Politicians, including Marzouki, go on a hunger strike in solidarity with political prisoners in Tunisia

The Tunisian Ennahdha Movement said that 20 political figures are on a hunger strike in solidarity with those detained in prisons, while the investigating judge decided to release the leader of the Ennahda Movement, Noureddine El-Behairi, in the “conspiracy” case and keep him detained in connection with another case.

Among the figures who announced their entry into the “battle of the empty stomach” were former Tunisian President Moncef Marzouki, former Foreign Minister Rafik Abdel Salam, and Egyptian opposition figure Ayman Nour.

Abdel Salam said in his account on the “X” platform that “today he will begin a hunger strike for 3 consecutive days, in solidarity with the prisoners of conscience in Tunisia, including politicians, bloggers, and human rights activists who are unjustly detained in the coup prisons.”

The former Foreign Minister continued by saying that the hunger strike also comes “to protest the use of the judiciary for personal purposes, and to demand the restoration of the hard-won constitutional and democratic system in our country and the alleviation of the difficulties facing our people.”

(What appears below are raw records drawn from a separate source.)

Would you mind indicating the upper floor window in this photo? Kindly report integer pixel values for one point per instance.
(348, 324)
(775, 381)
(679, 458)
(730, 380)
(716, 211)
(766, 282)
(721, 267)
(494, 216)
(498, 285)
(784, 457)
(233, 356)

On the other hand, the investigating judge in the Anti-Terrorism Complex decided to release the leader of the Ennahda movement, Nour El-Din El-Beheiri, in a case known as conspiracy against state security, while El-Beheiri remained in detention pending a second case on charges of what is known as changing the state body, according to what was confirmed to Al-Jazeera by Saida Al-Akrami. Nour El-Din El-Behairy’s wife.

Yesterday, Monday, the Defense Authority for Political Prisoners in Tunisia announced that five detainees would go on a hunger strike starting Monday morning in protest against their arrest in what is known as the “conspiracy case against state security.”

Issam Al-Shabi, Abdel Hamid Al-Jalasi, Ghazi Al-Chaouachi, Khayyam Al-Turki, and Reda Belhaj embarked on a hunger strike, in protest against the continuation of what the statement described as “the judicial farce used by the authorities to deprive them of their freedom for many months without providing any evidence of the accusations against them.”

The five strikers joined the head of the Ennahdha Movement, Rashid Ghannouchi, who announced the start of a strike last Friday “in solidarity with the member of the National Salvation Front, Johar Ben Mubarak, who went on a hunger strike 4 days ago in defense of the demand of all political detainees to be released,” according to a statement issued by the Ennahda Movement. Last Friday.